Del lado palestino, la situación es más silenciosa pero igual de tensa. Jamal Hadweh, presidente de la Asociación Palestina Guatemalteca, representa a más de 25.000 palestinos que viven en el país, principalmente cristianos llegados en distintas oleadas migratorias desde 1882. Muchas familias palestinas están integradas en la economía guatemalteca como empresarios y comerciantes. Hadweh critica duramente a los evangélicos por lo que considera un apoyo ciego a Israel: "el evangélico aquí es muy ciego", aseguró.
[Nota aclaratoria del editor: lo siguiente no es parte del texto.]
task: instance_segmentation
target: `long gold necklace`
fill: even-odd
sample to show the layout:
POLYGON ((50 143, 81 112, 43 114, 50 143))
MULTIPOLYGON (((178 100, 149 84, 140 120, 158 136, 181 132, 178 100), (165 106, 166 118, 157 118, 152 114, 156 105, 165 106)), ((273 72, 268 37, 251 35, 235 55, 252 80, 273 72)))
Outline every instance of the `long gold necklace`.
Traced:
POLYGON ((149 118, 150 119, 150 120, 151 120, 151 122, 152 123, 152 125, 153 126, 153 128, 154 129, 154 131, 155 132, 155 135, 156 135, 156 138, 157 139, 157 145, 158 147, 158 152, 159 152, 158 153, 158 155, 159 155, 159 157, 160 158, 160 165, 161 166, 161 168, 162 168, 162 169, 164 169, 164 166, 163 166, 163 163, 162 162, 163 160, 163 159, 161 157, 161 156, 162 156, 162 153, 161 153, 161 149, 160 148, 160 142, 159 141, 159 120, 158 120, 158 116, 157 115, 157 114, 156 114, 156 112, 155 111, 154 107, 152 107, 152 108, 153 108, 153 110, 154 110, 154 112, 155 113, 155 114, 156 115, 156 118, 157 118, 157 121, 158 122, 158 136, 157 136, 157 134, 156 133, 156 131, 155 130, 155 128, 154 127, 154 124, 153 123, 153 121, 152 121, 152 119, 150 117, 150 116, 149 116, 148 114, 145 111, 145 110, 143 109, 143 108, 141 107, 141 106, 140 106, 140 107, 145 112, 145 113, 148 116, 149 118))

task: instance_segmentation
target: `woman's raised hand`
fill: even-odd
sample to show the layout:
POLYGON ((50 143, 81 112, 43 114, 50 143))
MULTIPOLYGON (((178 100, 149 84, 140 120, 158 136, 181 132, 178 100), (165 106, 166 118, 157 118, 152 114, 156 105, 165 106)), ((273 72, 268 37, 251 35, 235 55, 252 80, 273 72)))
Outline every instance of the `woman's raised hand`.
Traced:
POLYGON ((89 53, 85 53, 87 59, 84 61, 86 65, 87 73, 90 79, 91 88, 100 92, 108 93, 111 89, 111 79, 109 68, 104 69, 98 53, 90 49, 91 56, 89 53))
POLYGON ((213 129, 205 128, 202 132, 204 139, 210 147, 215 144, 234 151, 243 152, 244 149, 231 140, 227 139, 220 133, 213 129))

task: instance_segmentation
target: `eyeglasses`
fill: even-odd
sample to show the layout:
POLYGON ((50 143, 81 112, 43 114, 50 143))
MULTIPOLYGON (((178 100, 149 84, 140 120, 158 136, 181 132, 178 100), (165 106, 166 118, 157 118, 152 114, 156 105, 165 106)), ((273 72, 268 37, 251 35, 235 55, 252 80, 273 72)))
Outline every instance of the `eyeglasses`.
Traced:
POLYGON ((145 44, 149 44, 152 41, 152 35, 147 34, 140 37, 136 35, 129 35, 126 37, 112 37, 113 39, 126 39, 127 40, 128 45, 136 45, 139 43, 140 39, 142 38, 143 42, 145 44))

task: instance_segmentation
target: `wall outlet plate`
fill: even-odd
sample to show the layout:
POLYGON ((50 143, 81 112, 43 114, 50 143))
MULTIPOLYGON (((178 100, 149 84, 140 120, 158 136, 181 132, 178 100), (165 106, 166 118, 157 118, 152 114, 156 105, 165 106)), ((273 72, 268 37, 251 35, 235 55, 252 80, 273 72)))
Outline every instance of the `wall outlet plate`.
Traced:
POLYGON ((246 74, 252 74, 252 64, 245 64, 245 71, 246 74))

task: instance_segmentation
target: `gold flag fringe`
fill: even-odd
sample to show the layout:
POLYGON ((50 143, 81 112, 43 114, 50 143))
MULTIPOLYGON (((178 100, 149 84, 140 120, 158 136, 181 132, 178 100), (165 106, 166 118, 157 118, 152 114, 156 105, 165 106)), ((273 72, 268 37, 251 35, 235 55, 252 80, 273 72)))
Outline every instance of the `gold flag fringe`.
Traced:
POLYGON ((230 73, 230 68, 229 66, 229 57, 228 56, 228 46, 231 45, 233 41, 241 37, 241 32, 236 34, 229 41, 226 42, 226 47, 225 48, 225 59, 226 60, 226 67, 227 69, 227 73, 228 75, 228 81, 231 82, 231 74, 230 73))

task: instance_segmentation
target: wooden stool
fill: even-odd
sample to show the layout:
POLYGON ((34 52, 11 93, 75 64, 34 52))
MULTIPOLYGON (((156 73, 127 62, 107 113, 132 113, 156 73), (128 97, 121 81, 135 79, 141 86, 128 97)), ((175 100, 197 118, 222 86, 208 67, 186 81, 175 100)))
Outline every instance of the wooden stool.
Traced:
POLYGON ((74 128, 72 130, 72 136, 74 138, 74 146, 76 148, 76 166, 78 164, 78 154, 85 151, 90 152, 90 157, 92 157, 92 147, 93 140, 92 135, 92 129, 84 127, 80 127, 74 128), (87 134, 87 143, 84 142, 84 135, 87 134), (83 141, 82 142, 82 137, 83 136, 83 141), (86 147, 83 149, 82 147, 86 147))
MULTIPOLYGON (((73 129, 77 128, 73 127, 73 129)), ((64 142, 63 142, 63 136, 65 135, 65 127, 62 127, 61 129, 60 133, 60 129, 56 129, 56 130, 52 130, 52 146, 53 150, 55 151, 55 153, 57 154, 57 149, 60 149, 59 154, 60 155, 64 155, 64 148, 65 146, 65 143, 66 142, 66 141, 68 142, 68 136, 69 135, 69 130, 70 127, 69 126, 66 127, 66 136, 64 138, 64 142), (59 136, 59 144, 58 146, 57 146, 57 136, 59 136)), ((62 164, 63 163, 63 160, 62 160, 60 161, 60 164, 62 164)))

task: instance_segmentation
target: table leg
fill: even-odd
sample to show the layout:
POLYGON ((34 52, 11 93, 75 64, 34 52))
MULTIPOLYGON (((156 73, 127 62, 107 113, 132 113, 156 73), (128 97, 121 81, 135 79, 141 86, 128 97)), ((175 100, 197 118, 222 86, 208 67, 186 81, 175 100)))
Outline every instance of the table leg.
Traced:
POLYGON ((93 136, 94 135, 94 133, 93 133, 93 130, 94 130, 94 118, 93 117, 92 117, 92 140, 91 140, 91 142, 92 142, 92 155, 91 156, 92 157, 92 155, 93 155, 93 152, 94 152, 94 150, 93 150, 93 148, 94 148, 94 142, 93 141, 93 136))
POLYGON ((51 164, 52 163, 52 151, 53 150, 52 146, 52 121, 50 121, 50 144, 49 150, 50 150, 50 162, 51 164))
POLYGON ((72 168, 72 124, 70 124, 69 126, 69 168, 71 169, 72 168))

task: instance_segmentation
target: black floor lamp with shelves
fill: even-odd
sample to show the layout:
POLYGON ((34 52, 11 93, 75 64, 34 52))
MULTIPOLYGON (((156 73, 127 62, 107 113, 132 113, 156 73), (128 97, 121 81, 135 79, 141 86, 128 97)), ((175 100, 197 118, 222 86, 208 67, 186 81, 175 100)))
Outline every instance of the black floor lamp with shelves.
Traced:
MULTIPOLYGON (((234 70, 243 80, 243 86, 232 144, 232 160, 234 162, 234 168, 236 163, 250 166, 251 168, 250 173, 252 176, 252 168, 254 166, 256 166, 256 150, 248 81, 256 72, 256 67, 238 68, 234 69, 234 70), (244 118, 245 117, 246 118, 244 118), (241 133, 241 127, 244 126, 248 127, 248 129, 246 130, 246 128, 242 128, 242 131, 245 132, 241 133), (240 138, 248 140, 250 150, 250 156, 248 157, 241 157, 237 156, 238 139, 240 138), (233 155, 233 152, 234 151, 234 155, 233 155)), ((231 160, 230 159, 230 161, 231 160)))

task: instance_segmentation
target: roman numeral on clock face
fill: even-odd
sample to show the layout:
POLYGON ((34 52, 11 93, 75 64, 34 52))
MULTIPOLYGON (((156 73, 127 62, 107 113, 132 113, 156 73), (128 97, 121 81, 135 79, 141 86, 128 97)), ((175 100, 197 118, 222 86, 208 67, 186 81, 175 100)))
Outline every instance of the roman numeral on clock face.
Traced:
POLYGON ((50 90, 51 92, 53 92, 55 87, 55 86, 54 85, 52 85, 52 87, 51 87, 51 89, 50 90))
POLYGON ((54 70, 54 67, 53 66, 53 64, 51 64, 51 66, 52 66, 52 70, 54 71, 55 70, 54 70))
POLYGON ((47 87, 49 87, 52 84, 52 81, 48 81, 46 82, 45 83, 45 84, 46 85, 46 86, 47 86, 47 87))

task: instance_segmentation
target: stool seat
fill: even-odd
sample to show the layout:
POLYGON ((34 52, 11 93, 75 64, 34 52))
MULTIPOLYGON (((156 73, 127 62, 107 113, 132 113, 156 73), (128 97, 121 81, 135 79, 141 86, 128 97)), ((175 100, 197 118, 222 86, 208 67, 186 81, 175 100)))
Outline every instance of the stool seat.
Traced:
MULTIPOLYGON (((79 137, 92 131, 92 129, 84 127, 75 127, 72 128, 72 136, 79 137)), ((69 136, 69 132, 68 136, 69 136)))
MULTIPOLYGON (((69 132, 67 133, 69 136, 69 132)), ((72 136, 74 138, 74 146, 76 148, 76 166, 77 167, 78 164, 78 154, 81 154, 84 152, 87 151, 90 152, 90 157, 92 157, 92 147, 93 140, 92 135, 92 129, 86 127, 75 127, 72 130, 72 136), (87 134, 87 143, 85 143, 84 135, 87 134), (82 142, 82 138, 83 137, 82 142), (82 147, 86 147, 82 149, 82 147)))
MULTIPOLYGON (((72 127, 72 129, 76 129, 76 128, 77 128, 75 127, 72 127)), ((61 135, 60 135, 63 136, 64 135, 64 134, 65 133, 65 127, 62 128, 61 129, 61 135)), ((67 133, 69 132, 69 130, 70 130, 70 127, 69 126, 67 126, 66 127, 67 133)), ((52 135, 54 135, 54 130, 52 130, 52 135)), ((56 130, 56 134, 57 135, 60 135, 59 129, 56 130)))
Para él, la comunidad judía trabaja "para destruir la imagen de un Estado palestino". La relación entre ambas comunidades es fría y distante, a pesar de que viven en el mismo país.

El gobierno guatemalteco ha mantenido su alineamiento histórico con Israel sin cambios significativos, aunque con una excepción notable: después del 7 de octubre votó a favor de una resolución de la ONU reconociendo a Palestina como Estado, lo que fue criticado por la comunidad judía como "premiar el terrorismo". Esta es la complejidad actual de Guatemala: un país tan pequeño como profundamente dividido sobre un conflicto que ocurre a 12.000 kilómetros de distancia, pero que permea su política interna y sus relaciones comunitarias de manera que la mayoría de ciudadanos ni siquiera se percata.